Fraction has done an excellent job, in my opinion, of making the character a relatable semi anti-hero. When different languages are spoken, we don’t get translations, we get a speech bubble that simple says “Russian” or “Maybe Italian”.

Besides this, the stories are pretty good. All of the issues I have read so far have been self contained issues, lacking a large overarching story, but I find this to be a nice break from my so far 6 issue long Batman story arc. The writing is good and while there may be no overreaching plot, each issue has been extremely enjoyable in terms of plot.

The art is also quite good. Taking a minimilast approach to the drawings, the art definitely differentiates itself compared to the more detailed panels seen in a lot of newer comics.

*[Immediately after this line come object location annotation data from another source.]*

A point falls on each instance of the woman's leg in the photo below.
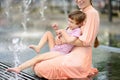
(33, 61)
(47, 37)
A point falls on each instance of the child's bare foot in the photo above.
(14, 70)
(34, 47)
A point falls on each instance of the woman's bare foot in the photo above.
(34, 47)
(13, 70)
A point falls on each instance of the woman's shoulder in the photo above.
(92, 12)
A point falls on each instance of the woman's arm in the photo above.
(68, 38)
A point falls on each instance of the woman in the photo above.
(78, 63)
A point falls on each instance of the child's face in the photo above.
(72, 24)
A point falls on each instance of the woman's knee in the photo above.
(36, 70)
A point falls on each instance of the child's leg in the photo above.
(33, 61)
(47, 37)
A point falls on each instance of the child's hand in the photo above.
(58, 41)
(55, 26)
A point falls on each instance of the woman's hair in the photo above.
(78, 16)
(96, 43)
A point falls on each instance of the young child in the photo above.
(75, 21)
(72, 32)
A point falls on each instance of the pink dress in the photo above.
(78, 63)
(66, 48)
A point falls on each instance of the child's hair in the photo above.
(78, 16)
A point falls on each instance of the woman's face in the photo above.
(83, 3)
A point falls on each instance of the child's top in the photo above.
(66, 48)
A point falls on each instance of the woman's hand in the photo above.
(58, 41)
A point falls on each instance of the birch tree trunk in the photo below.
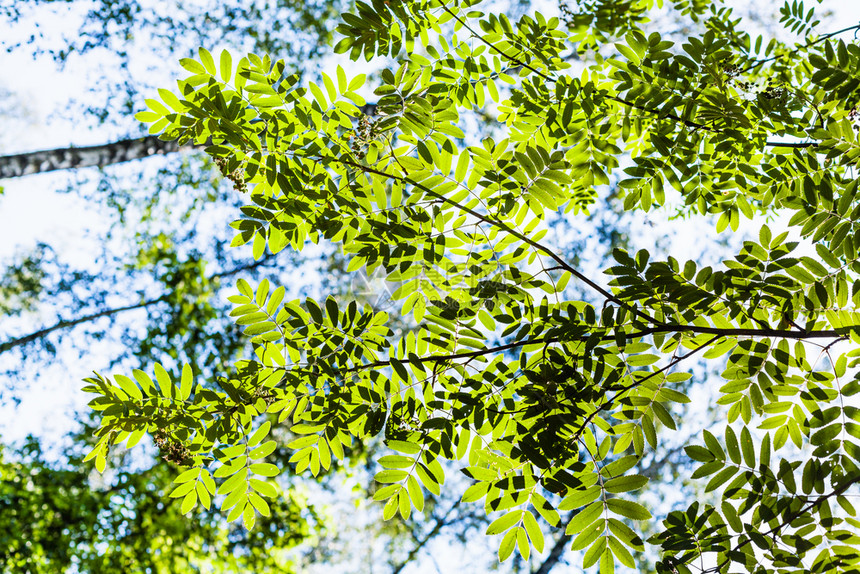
(22, 164)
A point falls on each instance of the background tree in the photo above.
(548, 401)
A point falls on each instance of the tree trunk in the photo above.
(22, 164)
(29, 163)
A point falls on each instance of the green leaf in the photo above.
(628, 509)
(508, 544)
(625, 483)
(504, 522)
(186, 383)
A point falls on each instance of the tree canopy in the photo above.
(545, 401)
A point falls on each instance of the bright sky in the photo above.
(31, 210)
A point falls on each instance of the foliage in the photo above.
(546, 402)
(55, 520)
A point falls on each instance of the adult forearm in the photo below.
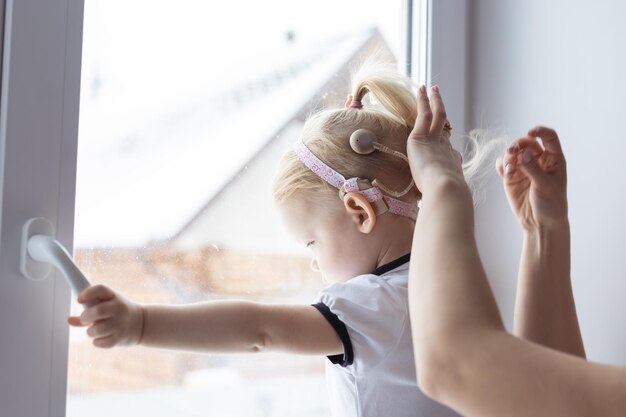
(450, 298)
(545, 311)
(217, 326)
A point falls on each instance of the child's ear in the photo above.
(361, 211)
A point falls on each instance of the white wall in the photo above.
(563, 64)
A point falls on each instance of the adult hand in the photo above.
(431, 156)
(112, 320)
(535, 180)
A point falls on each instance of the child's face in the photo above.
(340, 251)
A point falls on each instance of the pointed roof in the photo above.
(180, 160)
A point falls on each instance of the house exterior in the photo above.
(226, 242)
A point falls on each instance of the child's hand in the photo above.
(112, 320)
(430, 153)
(535, 180)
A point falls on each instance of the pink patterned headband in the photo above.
(382, 203)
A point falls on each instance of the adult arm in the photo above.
(464, 357)
(535, 181)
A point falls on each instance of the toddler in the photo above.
(345, 191)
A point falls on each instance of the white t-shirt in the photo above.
(375, 376)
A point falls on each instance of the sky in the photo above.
(147, 62)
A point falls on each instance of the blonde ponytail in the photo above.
(386, 104)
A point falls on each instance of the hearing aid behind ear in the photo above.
(363, 142)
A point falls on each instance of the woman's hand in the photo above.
(535, 180)
(112, 320)
(431, 156)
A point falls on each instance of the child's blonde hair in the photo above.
(390, 115)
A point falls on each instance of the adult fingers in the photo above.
(97, 312)
(439, 112)
(424, 113)
(508, 165)
(95, 293)
(549, 138)
(530, 166)
(500, 166)
(521, 144)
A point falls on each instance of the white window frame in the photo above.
(444, 25)
(39, 106)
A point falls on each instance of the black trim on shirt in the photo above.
(347, 357)
(392, 265)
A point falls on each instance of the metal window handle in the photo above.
(39, 251)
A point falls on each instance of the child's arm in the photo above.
(218, 326)
(535, 182)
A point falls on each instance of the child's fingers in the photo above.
(97, 312)
(424, 113)
(104, 342)
(95, 293)
(439, 112)
(102, 328)
(75, 321)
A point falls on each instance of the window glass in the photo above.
(185, 109)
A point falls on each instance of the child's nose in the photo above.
(314, 265)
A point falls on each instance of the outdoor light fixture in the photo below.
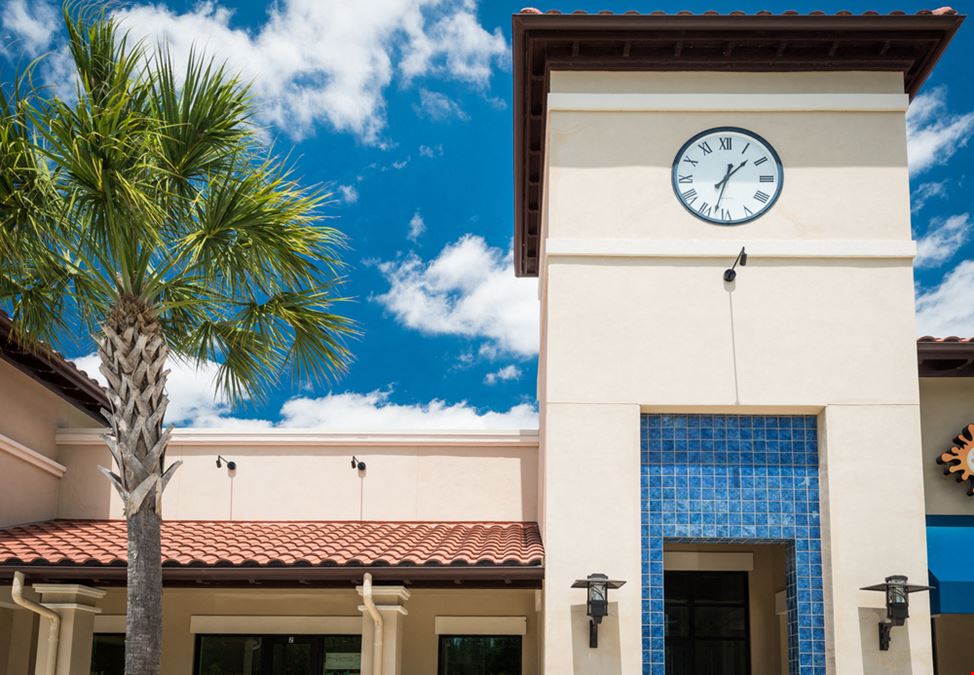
(731, 272)
(231, 465)
(597, 604)
(897, 604)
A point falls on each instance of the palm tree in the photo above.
(145, 210)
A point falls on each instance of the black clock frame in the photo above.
(741, 130)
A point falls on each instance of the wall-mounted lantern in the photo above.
(897, 604)
(597, 603)
(231, 465)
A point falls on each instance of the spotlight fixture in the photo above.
(897, 592)
(231, 465)
(731, 272)
(597, 602)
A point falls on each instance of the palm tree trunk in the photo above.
(133, 357)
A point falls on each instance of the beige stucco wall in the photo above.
(419, 641)
(30, 415)
(637, 318)
(316, 482)
(946, 408)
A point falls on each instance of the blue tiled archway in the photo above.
(734, 479)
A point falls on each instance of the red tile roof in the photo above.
(942, 11)
(211, 543)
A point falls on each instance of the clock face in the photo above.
(727, 176)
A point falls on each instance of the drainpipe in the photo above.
(376, 620)
(17, 593)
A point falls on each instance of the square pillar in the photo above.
(76, 606)
(389, 601)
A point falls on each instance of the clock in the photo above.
(727, 176)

I highly suggest giving this comic a look and buy.

Aquaman– (2011-Present)


Now, I know what you’re thinking. Aquaman, the joke of the super hero community. Not anymore. This Aquaman is strong, smart and very much aware of the jokes made about him.

Author Geoff Jones has done a great job introducing our thoughts about Aquaman into this comic book’s universe and helps to dispel those ideas within the first two pages of the first issue.

This is an Aquaman that eats at seafood restaurants, takes bullets to the face with barely a scratch, and has the jumping ability of a young Superman.

Since this is a New 52 comic, you don’t really need to know much about Aquaman going into this comic. This is a brand new start for the King of the Seven Seas and from the issues I’ve read, there seems to be some fun foreshadowing involved with that.

As for the art in this title, I think it’s beautiful. Strongly relying on contrast colors, the panels pop and really help to bring out the action sequences.

Again, I highly suggest this comic and will say it’s definitely worth a buy.

Civil War (2006-2007)


One of the biggest events in the Marvel Universe definitely deserves a look into. While the series itself focuses around seven main comics, I would suggest using Marvel’s digital comic app to help guide you through this event due to the huge amount of tie-ins.

I personally have quite enjoyed the Spiderman story that helps to set the scene for the upcoming battles in the series. But, following the tie-ins will definitely cost you more money and I’m not going to be the one to tell you to spend a lot.

While this series may be a bit old, I definitely think it’s worth checking out. It’s epic in scale and the writing behind it is pretty good and deals with some of the issues that you might be familiar with thanks to the Watchmen movie. In essence, who controls the superheroes?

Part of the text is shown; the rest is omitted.